A month or two ago I received permission to post this here from the moderator, so I hope now it still will apply. If not, I apologize for any confusion or conflict.

I wanted to share information about Furotica Ink--a new anthromorphic press that's finally launched today. Primarily the site will cater to 18+, but the important thing is that the writing is very strong and on the literary side (genre doesn't matter; we want well-written fiction). There are full submission guidelines available on the site, as well as a preview to my novel which will be released in the near future. Please feel free to check out www.furoticaink.com. We hope to see your submissions soon. 

If anyone has any questions, feel free to email info(at)furoticaink.com - someone on the team will be able to get back to you shortly. 

-Jo!


----------



## Nikolinni (May 27, 2013)

And of course it's erotic fiction, which I suck at writing. 

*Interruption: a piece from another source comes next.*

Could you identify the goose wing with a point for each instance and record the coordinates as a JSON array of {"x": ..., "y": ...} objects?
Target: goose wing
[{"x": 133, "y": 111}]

Oh well, better luck next time for me I suppose.


----------



## JoScriver (May 27, 2013)

To clarify, they do consider work that isn't 18+.  Worth a shot!


----------



## Dracologist84 (May 28, 2013)

I get it.  It's like reader's digest for furry erotica.  Cool stuff!  Do they take old projects, or do they only want new ones?


----------



## JoScriver (May 28, 2013)

I -believe- they take old stuff so long as it wasn't published elsewhere. If it was published online for free (like if you have a website) they might need to know that, so I might just put it in a query just in case. 

Good luck if you do!


----------



## Dracologist84 (May 29, 2013)

It sounds like a fun idea, but I'm not going to participate just yet.  Something about me doesn't allow for me to submit old stories and things.  Also, and most importantly.  Is there a length limit for submissions?


----------



## JoScriver (May 29, 2013)

Yes, on the submission guidelines, there are the word counts, query info, etc.


----------